Em junho, o governo anunciou a prisão de integrantes de uma célula da rede Al Qaeda, depois de a família real ter passado meses negando que a rede tivesse quaisquer defensores no país.
Mas qualquer discussão aberta ainda terá de superar obstáculos consideráveis, entre os quais os ataques imediatos do clero de linha dura e de outros estudiosos de influência considerável.
A xenofobia domina as discussões religiosas de maneira não encontrada em nenhum outro lugar no mundo islâmico.
As livrarias nas cidades santas de Meca e Medina, por exemplo, vendem um volume de 1.265 páginas de recordações da região que é uma espécie de catálogo dos "maiores sucessos" em termos de fatwas referentes à vida moderna.
O livro é repleto de normas de conduta e proibições relativas a não-muçulmanos: não sorria para eles, não lhes deseje o bem em suas férias, não se dirija a eles como "amigo".
Uma fatwa [decreto religioso] emitida pelo xeque Muhammad bin Othaimeen, cujo funeral, no ano passado, atraiu centenas de milhares de pessoas, discute se o bom muçulmano pode ou não viver em terras infiéis. "O fiel que for obrigado a viver no exterior deve alimentar a inimizade e o ódio pelos infiéis e evitar fazer deles seus amigos", diz parte da sentença. Os sauditas de modo geral, e os príncipes mais velhos em especial, rejeitam a idéia de que esse tipo de ensinamento possa ajudar a fomentar o surgimento de terroristas. "É claro que eu o odeio -você é cristão", explica um professor de direito islâmico em Riad a um jornalista. "Mas isso não significa que eu queira matá-lo."

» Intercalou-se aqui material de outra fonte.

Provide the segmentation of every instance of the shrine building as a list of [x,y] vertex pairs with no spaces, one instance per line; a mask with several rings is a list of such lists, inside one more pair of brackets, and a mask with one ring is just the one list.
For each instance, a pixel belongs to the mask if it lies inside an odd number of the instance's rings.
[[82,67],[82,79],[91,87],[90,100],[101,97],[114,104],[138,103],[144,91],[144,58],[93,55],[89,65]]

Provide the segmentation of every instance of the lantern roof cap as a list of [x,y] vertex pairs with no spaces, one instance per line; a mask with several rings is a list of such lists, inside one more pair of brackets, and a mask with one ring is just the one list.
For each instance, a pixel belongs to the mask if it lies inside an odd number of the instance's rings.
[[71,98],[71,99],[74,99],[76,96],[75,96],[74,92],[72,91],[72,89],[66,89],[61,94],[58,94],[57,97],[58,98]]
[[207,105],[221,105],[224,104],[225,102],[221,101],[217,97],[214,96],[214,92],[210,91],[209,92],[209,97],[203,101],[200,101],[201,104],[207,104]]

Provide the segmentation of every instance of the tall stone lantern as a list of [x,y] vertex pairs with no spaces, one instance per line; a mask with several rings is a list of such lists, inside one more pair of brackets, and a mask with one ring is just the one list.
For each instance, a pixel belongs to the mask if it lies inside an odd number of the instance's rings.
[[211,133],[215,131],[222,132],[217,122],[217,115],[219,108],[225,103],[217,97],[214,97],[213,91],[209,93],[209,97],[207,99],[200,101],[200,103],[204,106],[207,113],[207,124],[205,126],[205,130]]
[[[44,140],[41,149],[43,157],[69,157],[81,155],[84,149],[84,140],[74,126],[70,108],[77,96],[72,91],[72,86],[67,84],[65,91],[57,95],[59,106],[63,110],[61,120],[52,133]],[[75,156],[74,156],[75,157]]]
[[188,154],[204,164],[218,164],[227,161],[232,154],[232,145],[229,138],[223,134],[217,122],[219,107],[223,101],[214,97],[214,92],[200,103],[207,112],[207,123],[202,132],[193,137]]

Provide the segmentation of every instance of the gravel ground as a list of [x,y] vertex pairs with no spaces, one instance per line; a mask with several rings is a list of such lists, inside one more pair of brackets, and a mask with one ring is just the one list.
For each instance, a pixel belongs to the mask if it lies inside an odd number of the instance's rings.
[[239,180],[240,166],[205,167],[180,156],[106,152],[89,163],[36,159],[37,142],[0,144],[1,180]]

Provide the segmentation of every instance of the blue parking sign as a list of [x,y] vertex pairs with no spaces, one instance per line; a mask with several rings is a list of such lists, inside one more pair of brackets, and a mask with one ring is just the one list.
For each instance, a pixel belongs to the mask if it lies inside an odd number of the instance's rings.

O príncipe Sattam bin Abel Aziz -que, aos 61 anos, é um dos irmãos mais jovens do rei Fahd e há anos o vice-governador de Riad- conduz audiências num gabinete do tamanho de metade de um campo de futebol. As paredes são de pedra branca, e o carpete traz motivos beduínos modernos -faixas de triângulos e outras formas geométricas executadas em azul e rosa. Indagado sobre fatwas como as acima mencionadas, o príncipe responde: "Não se pode dizer que essas pessoas representem o islã". Para exemplificar sua tolerância, menciona que estudou numa universidade católica em San Diego.
"Não estou dizendo que não existam extremistas na Arábia Saudita, mas não são tantos quanto as pessoas imaginam ou que a imprensa mostra", diz ele, levando a conversa de volta aos atentados do dia 11 de setembro. "Dizem que os 15 que fizeram isso são sauditas. Mas eles estavam no Afeganistão. Criaram suas idéias fora da Arábia Saudita."
Essa é, sem dúvida, a visão prevalecente aqui, apesar da percepção generalizada que se tem, fora da Arábia Saudita, de que Bin Laden procura usar ensinamentos comuns no país para justificar as posturas violentamente antiocidentais de sua organização, a Al Qaeda. Mas alguns empresários, intelectuais e religiosos sauditas acham que o clero de fato fomenta a intolerância.
Um executivo de Jidda diz, falando do clero saudita: "Se você é contra os clérigos, é contra o islã. Se os critica, está criticando o islã". Por esse motivo, ninguém ousa argumentar diretamente contra os ensinamentos.